Recurring to the evidence by which it was shown that some at least of the parallel ridges, which together compose the Cordillera, were successively and slowly upthrown at widely different periods; and that the whole range certainly once, and almost certainly twice, subsided some thousand feet, and being then brought up by a slow movement in mass, again, during the old tertiary formations, subsided several hundred feet, and again was brought up to its present level by a slow and often interrupted movement; we see how opposed is this complicated history of changes slowly effected, to the views of those geologists who believe that this great mountain-chain was formed in late times by a single blow. I have endeavoured elsewhere to show, that the excessively disturbed condition of the strata in the Cordillera, so far from indicating single periods of extreme violence, presents insuperable difficulties, except on the admission that the masses of once liquified rocks of the axes were repeatedly injected with intervals sufficiently long for their successive cooling and consolidation. ("Geological Transactions" volume 5 page 626.) Finally, if we look to the analogies drawn from the changes now in progress in the earth's crust, whether to the manner in which volcanic matter is erupted, or to the manner in which the land is historically known to have risen and sunk: or again, if we look to the vast amount of denudation which every part of the Cordillera has obviously suffered, the changes through which it has been brought into its present condition, will appear neither to have been too slowly effected, nor to have been too complicated.

NOTE.

As, both in France and England, translations of a passage in Professor Ehrenberg's Memoir, often referred to in the Fourth Chapter of this volume, have appeared, implying that Professor Ehrenberg believes, from the character of the infusoria, that the Pampean formation was deposited by a sea-debacle rushing over the land, I may state, on the authority of a letter to me, that these translations are incorrect.
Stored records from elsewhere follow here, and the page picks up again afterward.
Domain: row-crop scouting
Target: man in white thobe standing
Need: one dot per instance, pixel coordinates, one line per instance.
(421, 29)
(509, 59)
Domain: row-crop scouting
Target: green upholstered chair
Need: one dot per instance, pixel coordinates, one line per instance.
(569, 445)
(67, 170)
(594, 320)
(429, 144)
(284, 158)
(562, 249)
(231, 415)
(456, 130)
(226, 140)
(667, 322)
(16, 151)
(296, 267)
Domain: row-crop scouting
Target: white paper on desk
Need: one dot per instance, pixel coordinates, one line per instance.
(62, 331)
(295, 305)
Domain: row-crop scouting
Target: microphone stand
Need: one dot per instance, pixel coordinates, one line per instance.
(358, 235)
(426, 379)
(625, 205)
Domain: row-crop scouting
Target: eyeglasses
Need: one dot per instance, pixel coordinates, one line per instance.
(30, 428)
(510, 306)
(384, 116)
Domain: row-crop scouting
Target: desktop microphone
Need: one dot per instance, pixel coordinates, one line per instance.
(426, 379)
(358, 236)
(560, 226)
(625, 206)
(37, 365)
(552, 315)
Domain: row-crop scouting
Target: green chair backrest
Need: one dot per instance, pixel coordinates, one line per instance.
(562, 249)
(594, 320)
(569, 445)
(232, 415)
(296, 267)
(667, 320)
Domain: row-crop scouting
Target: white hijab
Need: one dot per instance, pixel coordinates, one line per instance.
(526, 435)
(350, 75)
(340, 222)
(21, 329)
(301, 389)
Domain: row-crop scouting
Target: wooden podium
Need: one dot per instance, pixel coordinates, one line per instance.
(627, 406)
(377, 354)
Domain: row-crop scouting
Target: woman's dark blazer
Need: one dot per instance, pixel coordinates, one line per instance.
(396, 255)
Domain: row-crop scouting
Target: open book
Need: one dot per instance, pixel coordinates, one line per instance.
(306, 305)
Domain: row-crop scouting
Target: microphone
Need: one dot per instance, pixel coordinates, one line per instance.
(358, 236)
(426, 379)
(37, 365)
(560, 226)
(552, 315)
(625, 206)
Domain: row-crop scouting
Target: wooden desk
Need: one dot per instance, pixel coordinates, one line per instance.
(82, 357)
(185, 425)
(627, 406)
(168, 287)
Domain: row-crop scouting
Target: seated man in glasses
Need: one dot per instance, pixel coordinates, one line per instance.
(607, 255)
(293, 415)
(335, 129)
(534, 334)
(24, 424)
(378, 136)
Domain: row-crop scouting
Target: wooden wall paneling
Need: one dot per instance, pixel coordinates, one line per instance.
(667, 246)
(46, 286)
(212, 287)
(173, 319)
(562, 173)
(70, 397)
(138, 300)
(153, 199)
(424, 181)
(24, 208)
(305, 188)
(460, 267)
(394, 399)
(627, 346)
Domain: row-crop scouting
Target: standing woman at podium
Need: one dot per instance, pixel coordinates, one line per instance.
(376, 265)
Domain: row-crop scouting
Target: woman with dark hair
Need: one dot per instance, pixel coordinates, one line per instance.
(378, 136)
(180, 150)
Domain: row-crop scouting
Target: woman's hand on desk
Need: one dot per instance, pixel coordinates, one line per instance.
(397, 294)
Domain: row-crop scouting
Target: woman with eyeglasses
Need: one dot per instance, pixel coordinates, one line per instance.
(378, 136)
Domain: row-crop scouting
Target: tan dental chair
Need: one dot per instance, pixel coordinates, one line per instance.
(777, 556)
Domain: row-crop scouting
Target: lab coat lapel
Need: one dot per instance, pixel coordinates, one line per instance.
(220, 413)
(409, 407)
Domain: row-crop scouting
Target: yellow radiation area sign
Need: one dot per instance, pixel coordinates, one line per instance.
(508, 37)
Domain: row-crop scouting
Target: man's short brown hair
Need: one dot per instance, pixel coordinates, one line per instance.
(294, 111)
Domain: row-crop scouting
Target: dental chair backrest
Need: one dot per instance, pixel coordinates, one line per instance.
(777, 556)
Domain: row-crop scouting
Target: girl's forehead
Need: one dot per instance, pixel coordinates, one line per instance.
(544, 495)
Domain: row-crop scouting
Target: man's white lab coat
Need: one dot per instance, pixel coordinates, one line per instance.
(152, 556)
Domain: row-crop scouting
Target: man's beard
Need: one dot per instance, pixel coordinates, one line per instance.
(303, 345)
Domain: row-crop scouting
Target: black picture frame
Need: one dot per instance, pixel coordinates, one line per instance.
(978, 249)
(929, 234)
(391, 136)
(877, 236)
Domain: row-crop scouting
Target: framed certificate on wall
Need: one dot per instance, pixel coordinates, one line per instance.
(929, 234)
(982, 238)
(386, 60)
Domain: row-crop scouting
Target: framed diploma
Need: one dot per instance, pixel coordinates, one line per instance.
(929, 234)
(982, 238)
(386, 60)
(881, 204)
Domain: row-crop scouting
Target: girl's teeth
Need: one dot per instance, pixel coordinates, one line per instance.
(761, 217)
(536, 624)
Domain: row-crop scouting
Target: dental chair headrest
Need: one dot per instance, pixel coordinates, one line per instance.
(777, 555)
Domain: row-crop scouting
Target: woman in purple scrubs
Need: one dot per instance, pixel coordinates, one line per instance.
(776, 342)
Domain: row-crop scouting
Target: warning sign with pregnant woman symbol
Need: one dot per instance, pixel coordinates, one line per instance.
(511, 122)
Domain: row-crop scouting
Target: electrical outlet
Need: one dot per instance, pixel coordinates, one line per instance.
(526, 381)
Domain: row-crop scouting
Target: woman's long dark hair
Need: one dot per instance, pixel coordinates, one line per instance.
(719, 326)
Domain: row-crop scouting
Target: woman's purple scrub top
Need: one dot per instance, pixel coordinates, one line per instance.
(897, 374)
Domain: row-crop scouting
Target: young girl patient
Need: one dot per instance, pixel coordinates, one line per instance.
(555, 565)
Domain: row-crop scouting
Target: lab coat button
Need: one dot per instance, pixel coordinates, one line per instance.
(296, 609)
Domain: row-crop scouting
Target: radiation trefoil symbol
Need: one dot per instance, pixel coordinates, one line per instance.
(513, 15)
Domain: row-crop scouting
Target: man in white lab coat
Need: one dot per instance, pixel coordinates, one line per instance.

The following is the passage in question:--

"Durch Beachtung der mikroscopischen Formen hat sich nun feststellen lassen, das die Mastodonten-Lager am La Plata und die Knochen-Lager am Monte Hermoso, who wie die der Riesen-Gurtelthiere in den Dunenhugeln bei Bahia Blanca, beides in Patagonien, unveranderte brakische Susswasserbildungen sind, die einst wohl sammtlich zum obersten Fluthgebiethe des Meeres im tieferen Festlande gehorten."--"Monatsberichten der konigl.